Le travail de Carolyn Drake est d’abord le fruit d’une colère. Une colère sourde envers cet homme à qui elle n’a pas su dire non alors qu’elle n’était qu’adolescente, bronzant seule sur la plage. Envers ce type de l’université, qui l’a insultée de « pute » après avoir abusé d’elle alors qu’elle était inconsciente. Envers cette crainte de marcher seule dans la rue aux États-Unis, une peur irrationnelle qu’elle ne peut expliquer. Plus largement, Carolyn Drake est furieuse envers ce qu’on appelle « patriarcat ». Cette colère représente un moteur essentiel dans son travail artistique, qui se révèle presque thérapeutique. Consciente que sa crainte de regarder les hommes est un problème qu’elle n’a pas encore complètement résolu, elle organise des séances de portrait afin de voir si ceux qu’elle a photographiés accepteraient de se dévêtir face à elle. « Je n’aurais jamais osé faire une chose pareille étant plus jeune », écrit-elle en préface du livre Men Untitled, « mais à cinquante ans, certains ne vous considèrent plus vraiment comme une femme, et c’est précisément ce qui revigore mon imagination. »
Photographie intime
Lorsque l’on entre dans la grande pièce de la Fondation HCB, l’intime nous saute au visage. Les images de Carolyn Drake remettent en question la représentation du nu en photographie en donnant à voir ce que l’on ne montre pas : des corps frêles, marqués par le temps, des rides et de la peau distendue. Contrairement aux clichés d’hommes virils et fougueux, les sujets de ses photographies sont généralement des hommes âgés, en surpoids, et qu’elle se refuse à idéaliser. Son objectif est d’explorer une masculinité en déclin plutôt que de célébrer des performances viriles. Ces hommes, Carolyn Drake les fait ainsi poser affalés sur un divan, pataugeant dans la boue ou encore suspendu par les pieds dans ce qui ressemble à un garage. On ne peut que ressentir de l’empathie face à ces hommes vulnérables, ridicules, voire grotesques. Au sens propre comme au figuré, ils sont mis à nu. Loin des stéréotypes de genre, notre regard sur le masculin change.

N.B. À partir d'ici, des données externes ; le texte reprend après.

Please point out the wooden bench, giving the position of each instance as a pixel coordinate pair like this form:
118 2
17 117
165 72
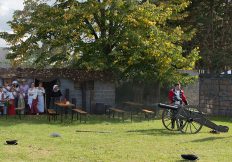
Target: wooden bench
80 112
118 111
52 113
148 113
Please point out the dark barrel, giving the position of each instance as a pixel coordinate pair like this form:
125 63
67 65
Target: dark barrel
165 106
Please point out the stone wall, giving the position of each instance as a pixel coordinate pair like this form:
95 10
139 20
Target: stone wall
102 92
216 94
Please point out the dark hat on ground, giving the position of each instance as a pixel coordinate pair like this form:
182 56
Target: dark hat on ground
11 142
189 157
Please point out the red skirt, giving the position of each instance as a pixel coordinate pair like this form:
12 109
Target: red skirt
11 108
34 109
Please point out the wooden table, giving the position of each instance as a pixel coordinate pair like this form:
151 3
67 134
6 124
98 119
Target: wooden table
64 106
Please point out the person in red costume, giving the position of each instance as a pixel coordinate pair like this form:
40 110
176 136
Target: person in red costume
176 95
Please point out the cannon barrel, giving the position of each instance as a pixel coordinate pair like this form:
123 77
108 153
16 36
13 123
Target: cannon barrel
165 106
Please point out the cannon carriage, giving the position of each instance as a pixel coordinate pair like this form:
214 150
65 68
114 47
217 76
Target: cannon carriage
187 119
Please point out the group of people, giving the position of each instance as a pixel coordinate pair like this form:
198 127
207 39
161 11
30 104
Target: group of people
20 95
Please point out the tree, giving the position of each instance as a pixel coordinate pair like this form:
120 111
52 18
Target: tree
133 39
213 21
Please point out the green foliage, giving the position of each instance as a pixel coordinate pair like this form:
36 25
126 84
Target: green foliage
213 20
134 39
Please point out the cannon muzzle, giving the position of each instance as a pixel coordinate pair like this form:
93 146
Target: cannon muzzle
165 106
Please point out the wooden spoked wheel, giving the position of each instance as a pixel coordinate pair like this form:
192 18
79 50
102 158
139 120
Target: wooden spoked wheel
169 119
187 120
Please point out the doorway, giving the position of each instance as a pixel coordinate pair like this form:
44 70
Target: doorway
48 86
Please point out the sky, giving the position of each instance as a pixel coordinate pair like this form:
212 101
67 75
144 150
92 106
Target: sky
7 7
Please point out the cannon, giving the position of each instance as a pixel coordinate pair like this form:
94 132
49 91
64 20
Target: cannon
187 119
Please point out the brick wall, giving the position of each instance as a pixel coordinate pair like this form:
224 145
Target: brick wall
216 94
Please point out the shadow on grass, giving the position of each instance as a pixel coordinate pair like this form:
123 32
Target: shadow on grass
42 119
155 132
209 139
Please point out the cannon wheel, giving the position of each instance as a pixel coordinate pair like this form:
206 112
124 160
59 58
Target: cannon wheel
186 122
169 120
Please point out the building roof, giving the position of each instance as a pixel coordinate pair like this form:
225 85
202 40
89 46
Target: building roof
56 73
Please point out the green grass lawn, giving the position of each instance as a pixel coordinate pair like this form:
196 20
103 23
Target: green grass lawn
103 139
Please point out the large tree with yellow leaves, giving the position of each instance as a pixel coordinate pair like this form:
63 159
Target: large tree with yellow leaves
134 39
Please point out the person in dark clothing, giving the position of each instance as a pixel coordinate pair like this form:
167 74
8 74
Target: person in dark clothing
55 95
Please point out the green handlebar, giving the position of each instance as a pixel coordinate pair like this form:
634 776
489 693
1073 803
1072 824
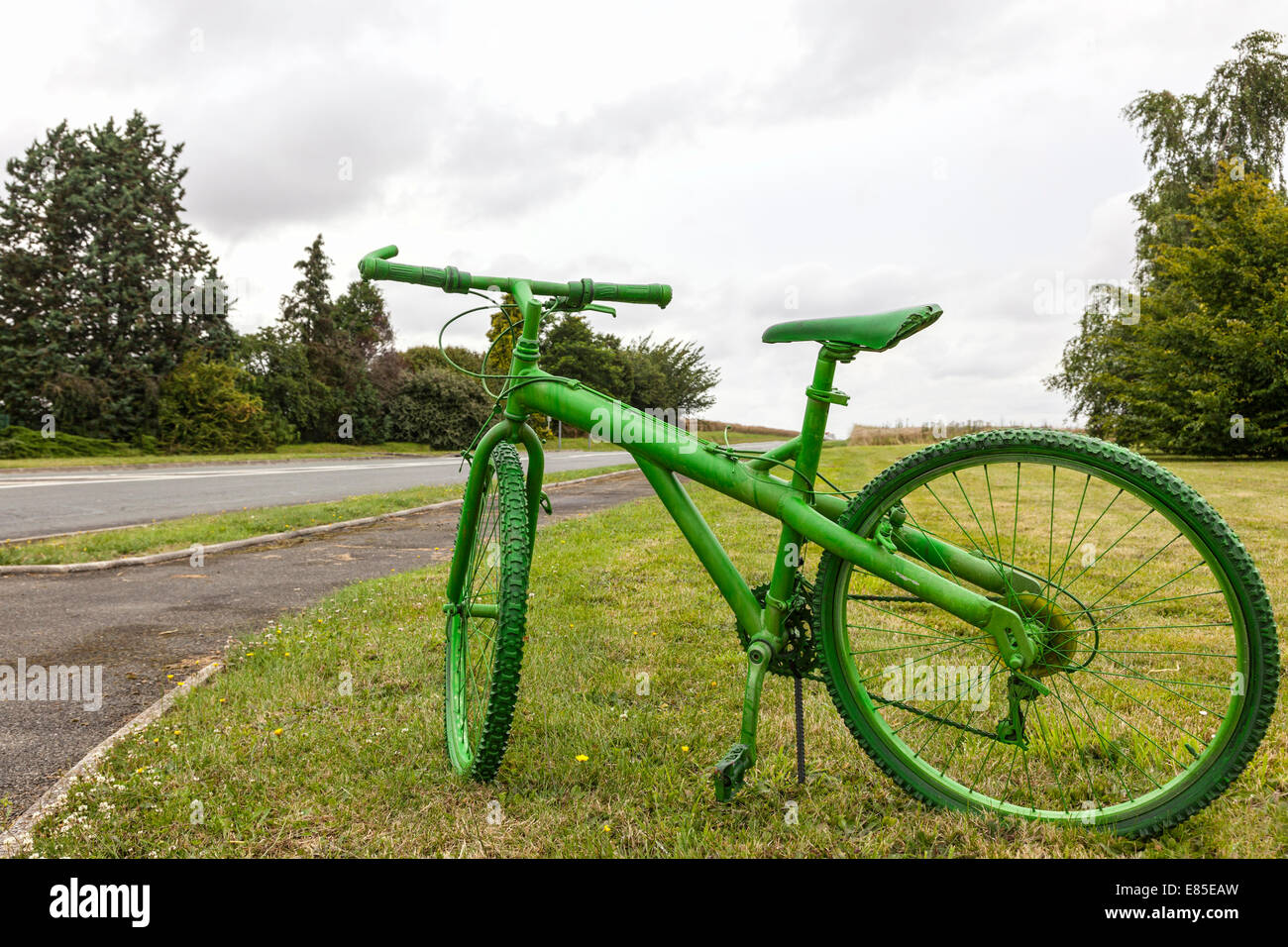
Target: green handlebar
376 265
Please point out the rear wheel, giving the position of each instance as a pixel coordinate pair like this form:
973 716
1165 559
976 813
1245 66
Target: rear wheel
1158 654
485 626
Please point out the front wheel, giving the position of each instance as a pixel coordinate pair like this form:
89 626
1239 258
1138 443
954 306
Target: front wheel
1158 661
485 625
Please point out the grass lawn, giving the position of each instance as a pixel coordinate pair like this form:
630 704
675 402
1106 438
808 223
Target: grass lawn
278 755
237 525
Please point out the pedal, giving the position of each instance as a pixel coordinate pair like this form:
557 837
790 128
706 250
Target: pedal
729 772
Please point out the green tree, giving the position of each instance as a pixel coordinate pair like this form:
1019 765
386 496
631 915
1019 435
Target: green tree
103 287
439 408
1210 357
340 339
1233 131
1239 118
205 407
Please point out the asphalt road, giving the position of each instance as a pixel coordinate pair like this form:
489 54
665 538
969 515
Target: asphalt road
143 622
38 502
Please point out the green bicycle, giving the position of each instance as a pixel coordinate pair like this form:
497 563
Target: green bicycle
1026 622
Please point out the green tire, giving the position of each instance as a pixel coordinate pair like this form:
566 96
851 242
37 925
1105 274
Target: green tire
487 625
1082 763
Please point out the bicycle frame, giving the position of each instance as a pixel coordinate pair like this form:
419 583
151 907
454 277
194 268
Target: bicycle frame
665 451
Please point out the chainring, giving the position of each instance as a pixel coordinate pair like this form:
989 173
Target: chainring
799 657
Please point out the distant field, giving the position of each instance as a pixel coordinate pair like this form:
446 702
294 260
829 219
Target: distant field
284 764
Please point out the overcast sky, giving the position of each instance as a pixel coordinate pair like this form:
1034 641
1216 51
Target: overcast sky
857 157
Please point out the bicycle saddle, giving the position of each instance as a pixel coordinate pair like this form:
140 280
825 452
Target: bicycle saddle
875 333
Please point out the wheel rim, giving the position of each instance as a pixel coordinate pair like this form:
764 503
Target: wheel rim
1137 594
472 639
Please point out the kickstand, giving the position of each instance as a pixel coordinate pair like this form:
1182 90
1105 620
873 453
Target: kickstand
800 729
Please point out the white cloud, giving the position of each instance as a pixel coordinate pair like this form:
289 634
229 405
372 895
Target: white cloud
872 155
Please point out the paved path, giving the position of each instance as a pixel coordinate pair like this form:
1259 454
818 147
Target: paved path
37 502
146 622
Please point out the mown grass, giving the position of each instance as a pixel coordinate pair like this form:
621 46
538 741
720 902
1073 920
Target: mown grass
223 527
277 758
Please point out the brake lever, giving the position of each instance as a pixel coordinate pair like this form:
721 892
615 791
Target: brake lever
561 304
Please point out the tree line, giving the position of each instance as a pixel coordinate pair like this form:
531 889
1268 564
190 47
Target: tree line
1196 359
115 324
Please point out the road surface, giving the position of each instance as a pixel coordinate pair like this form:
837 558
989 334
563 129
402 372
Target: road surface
38 502
145 622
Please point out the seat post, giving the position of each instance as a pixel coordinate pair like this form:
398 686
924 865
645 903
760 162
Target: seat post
820 397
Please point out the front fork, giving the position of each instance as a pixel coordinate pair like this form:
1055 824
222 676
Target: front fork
505 429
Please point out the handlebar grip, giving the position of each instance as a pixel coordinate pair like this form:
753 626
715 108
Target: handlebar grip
376 265
652 294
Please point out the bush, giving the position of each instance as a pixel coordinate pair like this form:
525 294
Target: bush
438 408
206 408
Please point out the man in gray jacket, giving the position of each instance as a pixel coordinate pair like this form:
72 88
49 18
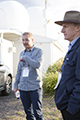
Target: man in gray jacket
28 80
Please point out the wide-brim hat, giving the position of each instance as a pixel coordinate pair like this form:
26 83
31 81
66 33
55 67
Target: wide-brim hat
70 16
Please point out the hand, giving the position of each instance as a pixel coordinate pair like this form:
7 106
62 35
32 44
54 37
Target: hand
21 60
15 89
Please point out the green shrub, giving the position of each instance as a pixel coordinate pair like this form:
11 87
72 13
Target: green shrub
56 66
49 82
51 76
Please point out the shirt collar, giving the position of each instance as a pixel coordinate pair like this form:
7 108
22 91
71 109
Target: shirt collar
73 42
29 50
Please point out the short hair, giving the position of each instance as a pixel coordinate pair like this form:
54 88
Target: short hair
28 33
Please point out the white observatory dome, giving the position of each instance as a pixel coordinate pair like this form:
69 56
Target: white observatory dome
13 15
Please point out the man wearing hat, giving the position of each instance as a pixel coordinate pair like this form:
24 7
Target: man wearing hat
67 91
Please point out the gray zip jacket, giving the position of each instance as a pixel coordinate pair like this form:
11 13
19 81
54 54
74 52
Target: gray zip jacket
33 60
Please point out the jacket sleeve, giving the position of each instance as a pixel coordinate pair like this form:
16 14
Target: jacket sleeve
17 78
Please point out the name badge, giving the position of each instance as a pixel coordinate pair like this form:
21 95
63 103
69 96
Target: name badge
25 71
58 81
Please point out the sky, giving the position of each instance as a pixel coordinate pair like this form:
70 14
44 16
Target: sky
55 12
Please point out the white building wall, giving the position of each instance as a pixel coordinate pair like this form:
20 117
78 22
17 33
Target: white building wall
7 56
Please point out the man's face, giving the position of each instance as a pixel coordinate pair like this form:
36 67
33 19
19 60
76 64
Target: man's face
69 31
27 41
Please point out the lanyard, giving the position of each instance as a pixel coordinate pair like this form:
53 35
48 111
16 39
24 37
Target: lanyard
30 55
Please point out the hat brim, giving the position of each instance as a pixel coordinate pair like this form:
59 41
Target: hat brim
66 21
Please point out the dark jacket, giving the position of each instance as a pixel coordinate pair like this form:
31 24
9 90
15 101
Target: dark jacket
67 95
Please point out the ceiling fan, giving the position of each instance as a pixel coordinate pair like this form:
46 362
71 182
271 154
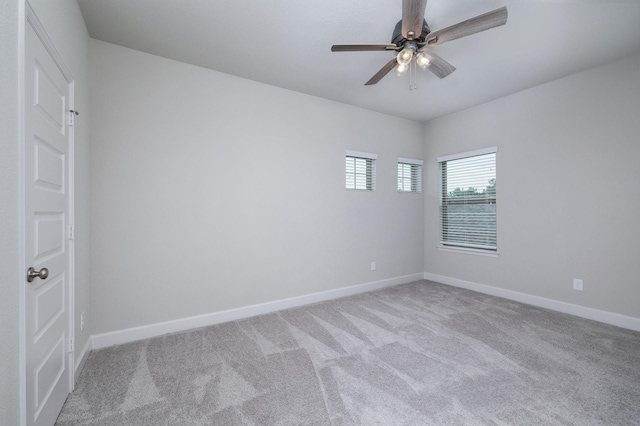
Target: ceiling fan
412 35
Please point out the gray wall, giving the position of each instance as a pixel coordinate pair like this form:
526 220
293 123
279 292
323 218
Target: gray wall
567 173
9 278
212 192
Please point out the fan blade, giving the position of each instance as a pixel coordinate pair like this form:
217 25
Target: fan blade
488 20
362 47
438 66
383 71
412 17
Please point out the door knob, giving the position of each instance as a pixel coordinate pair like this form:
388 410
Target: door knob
32 274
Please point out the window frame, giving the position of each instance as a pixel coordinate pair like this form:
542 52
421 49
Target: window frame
415 182
446 201
370 170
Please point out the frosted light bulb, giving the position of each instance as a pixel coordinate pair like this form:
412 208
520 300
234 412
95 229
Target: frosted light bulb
423 60
405 55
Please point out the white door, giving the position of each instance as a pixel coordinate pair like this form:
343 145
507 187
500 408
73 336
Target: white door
46 303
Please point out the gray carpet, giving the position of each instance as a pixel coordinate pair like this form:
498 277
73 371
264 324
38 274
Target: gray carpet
416 354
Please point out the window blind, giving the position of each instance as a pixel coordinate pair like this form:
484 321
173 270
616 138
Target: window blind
468 200
360 170
409 175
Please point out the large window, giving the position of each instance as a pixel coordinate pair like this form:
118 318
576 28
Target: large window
360 170
409 175
468 200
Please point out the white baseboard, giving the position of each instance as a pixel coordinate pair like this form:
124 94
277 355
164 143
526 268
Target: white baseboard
118 337
618 320
80 360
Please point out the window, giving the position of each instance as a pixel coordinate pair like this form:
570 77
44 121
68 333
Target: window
361 170
468 200
409 175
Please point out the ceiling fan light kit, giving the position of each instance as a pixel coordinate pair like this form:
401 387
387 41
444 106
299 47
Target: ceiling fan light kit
412 50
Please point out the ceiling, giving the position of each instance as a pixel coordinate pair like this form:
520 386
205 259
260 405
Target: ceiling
286 43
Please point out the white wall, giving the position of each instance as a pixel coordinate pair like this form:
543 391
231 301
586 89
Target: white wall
568 176
212 192
9 278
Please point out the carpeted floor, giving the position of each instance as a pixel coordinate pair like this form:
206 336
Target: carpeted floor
416 354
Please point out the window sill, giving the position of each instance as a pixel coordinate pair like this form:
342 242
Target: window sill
475 252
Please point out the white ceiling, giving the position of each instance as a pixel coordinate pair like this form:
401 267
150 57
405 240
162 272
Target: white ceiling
286 43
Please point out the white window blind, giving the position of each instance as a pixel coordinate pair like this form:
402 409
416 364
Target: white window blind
468 200
360 170
409 175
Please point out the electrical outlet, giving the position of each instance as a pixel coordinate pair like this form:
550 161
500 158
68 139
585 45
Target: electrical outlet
577 284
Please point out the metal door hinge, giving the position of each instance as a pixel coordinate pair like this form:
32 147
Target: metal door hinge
72 117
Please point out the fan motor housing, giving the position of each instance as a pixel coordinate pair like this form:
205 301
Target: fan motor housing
399 40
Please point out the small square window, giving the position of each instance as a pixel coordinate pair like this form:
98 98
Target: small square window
360 171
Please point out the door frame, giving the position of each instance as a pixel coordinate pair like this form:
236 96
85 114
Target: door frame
29 18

Dans cet espace rempli d’hommes, une plus petite enclave fait office de « monde intérieur » pour Carolyn Drake. Les murs sont recouverts de ce qu’elle appelle un « papier peint de misogynie” : les pages de l’ouvrage Glorify Yourself, un manuel de beauté et de séduction qui a connu un grand succès aux États-Unis dans les années 1940 et 1950, se vendant à des dizaines de milliers d’exemplaires. L’idée du livre était d’encourager les femmes à se conformer à des normes de beauté et à des rôles de genre stéréotypés. Ainsi, figuraient dans la table des matières : « Attractive Legs », « A Graceful Walk », « Sitting Technique » ou « Dieting for Size ». Renversant le stigmate, Carolyn Drake se met elle-même en scène, reproduisant les poses du livre avec ironie. Davantage qu’une critique du patriarcat et des valeurs de l’époque, ce travail est une réelle introspection pour l’artiste qui, par cette exposition, sonde sa propre intimité. Expliquant sa démarche, l’artiste ajoute ainsi : « À mesure que je photographiais des hommes pour cette exposition, les contours du statut afférent à mon genre devenaient plus flous, en partie parce que la photographie me conduit souvent à m’identifier à mes modèles. Ce travail en cours dissèque tous ces questionnements intimes. »
Image de couverture : Man on All Fours [Homme à quatre pattes] (John D), 2022 © Carolyn Drake / Magnum Photos
« Men Untitled » de Carolyn Drake. Une exposition à la Fondation Henri Cartier-Bresson jusqu’au 14 janvier 2024.